I'm really sorry for your losses, OP.
Anonymous
I'm sorry for your losses, OP. Personally I stopped after 3 miscarriages (I have one child) because the cycle of TTC, hope, loss, and treating the miscarriage was too hard.

I did not want to do fertility treatments, in part because they are also hard and in part because I felt I was "pushing my luck" trying to get pregnant at 39-40. You're a bit younger and I think the opposite decision on fertility treatments is reasonable / would have been reasonable at my age. But just personally, I never wanted to do it.
Anonymous
I’m sorry OP. I could have written this post, the same happened to me.
I also had a full work up and no answers.

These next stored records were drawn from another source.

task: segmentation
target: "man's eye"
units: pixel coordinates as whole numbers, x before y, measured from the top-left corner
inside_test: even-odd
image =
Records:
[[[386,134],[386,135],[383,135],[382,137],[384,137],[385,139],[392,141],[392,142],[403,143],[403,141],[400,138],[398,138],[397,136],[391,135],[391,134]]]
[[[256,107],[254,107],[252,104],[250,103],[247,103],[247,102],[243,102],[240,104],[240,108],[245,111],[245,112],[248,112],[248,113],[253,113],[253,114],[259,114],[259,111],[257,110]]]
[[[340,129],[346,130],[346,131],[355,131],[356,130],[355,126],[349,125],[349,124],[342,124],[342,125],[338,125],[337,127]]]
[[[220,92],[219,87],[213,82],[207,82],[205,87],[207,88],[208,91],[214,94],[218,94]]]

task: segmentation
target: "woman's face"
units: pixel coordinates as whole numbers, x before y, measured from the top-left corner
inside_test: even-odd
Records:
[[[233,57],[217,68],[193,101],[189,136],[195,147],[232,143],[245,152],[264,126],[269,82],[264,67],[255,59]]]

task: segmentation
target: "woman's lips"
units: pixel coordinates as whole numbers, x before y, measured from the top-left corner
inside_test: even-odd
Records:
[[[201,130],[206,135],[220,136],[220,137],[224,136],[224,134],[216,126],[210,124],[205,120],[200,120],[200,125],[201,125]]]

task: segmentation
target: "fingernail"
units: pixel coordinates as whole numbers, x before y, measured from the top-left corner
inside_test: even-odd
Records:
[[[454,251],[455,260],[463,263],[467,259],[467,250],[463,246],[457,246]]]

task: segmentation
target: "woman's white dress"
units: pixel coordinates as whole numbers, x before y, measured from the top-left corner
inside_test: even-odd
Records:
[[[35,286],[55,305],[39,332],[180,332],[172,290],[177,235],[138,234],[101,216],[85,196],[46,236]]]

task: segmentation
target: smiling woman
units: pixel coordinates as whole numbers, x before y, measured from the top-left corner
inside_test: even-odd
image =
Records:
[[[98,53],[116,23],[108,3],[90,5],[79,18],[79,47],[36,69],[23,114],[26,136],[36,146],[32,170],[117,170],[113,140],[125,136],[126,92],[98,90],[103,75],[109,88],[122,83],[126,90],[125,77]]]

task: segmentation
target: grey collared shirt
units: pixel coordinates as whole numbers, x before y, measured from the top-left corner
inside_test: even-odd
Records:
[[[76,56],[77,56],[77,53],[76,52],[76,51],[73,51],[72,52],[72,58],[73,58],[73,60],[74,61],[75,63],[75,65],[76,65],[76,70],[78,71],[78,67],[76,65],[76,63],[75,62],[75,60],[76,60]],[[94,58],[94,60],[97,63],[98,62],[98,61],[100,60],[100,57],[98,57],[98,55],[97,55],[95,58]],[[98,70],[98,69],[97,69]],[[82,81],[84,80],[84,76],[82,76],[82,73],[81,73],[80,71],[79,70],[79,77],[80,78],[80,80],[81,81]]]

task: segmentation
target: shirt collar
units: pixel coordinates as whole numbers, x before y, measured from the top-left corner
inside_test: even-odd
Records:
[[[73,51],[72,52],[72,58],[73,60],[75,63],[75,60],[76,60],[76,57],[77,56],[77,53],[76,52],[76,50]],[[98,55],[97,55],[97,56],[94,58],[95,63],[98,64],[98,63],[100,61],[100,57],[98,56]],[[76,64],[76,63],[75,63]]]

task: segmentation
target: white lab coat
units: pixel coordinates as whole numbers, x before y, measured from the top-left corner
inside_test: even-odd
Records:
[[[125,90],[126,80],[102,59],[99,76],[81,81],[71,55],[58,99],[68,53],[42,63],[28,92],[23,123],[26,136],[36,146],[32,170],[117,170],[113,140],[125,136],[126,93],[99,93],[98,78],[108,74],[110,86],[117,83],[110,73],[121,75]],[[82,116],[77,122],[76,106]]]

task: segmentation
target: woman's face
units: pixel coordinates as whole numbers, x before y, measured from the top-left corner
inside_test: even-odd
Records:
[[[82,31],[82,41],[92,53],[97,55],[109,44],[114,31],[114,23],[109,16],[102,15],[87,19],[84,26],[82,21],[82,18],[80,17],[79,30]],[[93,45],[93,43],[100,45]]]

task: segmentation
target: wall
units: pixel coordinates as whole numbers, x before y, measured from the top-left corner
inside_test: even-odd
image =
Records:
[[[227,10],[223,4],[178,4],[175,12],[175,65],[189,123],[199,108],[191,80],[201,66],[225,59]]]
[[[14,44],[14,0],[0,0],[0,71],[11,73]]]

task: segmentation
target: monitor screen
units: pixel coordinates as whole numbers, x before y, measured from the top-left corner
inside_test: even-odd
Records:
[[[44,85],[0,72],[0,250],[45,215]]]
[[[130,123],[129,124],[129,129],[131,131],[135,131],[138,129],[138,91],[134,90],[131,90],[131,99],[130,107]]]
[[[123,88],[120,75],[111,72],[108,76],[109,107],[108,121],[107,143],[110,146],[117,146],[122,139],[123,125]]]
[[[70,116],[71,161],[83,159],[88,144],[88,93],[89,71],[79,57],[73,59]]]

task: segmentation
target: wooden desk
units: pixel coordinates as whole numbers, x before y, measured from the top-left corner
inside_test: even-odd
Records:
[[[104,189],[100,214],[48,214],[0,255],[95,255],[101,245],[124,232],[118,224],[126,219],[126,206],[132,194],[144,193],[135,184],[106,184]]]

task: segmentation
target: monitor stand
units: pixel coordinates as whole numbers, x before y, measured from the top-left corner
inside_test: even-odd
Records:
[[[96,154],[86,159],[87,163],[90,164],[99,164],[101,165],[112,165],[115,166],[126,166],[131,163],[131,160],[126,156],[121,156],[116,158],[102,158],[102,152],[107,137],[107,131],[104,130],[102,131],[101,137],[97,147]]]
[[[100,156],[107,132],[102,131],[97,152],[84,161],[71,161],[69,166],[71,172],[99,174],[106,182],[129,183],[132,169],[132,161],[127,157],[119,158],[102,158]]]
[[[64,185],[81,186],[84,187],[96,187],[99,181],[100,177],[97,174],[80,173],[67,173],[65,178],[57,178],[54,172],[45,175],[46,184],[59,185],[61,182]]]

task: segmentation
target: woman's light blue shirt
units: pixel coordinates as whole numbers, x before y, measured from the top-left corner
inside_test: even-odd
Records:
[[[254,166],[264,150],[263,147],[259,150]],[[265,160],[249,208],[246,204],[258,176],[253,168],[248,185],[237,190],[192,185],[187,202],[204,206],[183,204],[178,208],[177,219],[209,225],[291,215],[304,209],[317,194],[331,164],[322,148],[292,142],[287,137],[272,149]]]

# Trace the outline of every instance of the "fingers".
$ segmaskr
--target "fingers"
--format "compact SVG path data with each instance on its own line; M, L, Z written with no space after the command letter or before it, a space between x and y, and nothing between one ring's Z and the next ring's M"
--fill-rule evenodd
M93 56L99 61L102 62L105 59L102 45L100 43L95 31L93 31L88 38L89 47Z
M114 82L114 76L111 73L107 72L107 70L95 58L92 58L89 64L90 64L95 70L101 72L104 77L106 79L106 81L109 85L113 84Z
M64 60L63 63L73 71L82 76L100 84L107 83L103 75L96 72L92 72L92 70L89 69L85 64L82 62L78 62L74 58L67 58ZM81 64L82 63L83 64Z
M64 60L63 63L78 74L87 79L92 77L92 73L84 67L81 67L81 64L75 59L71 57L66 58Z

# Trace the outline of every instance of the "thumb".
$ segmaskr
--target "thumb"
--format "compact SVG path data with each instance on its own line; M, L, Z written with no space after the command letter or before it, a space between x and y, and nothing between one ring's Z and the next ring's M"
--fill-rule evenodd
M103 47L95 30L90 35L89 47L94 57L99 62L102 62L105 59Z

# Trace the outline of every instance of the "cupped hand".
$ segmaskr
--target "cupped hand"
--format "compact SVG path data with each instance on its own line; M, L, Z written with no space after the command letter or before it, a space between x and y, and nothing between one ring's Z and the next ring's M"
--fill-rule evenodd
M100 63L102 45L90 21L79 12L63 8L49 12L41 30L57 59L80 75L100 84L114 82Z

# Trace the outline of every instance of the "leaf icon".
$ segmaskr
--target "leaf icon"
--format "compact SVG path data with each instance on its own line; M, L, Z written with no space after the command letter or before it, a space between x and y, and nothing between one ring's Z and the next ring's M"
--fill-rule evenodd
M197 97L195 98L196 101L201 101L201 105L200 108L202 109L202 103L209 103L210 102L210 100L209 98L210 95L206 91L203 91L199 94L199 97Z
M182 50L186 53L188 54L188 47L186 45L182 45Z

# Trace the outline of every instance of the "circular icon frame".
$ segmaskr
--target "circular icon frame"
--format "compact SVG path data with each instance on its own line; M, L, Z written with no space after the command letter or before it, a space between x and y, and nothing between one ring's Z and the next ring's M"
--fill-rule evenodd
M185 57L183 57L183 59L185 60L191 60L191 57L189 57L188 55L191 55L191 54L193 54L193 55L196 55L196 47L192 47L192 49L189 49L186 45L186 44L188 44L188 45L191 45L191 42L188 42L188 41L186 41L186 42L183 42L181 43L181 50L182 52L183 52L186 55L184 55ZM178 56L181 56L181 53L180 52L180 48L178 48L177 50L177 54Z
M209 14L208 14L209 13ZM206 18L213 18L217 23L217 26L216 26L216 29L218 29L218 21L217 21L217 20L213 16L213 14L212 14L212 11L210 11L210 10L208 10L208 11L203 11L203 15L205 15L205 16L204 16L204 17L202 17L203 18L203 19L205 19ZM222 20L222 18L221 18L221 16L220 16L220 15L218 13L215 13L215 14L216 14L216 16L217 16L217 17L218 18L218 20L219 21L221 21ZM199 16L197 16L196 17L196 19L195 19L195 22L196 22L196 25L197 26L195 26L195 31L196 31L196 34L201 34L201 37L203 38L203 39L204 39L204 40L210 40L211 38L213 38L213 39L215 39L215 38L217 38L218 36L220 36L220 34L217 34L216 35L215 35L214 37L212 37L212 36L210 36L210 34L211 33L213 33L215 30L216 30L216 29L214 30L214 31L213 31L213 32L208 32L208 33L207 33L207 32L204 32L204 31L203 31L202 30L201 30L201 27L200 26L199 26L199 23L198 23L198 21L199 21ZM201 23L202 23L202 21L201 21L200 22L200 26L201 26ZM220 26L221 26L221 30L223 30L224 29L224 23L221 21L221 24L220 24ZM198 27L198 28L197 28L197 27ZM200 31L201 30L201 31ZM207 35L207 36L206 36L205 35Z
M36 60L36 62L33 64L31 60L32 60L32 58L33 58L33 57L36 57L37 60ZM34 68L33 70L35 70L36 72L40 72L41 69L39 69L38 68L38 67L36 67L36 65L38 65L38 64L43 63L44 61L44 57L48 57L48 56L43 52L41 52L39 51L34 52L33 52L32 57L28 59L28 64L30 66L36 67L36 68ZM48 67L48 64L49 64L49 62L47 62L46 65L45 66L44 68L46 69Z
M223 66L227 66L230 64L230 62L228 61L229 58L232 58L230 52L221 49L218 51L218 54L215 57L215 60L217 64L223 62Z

I was 34 with two kids. I had been so invested in a third,
But I decided to stop. And now. I really am glad I did. As my kids grew, they needed me even more and I feel like a third would have drastically changed their life. I think only you can decide what you
Want but give yourself permission to think about stopping.
I’m just a stranger on the Internet but I have been there and it was so hard, I hope you get the support
You need.
Anonymous
I think you need to rule out horses before looking for zebras.

Have you had a basic blood work up recently- check thyroid, anemia, etc?
Anonymous
I’m so sorry OP. I have been down this road and it is rough. Please ask to have your thyroid checked. The range of normal for day to day purposes does not perfectly overlap with the optimal range for ttc and carrying a baby. I needed thyroid medication. After that one adjustment I went on to have 2 more healthy pregnancies after suffering 5(!) m/c after my second child.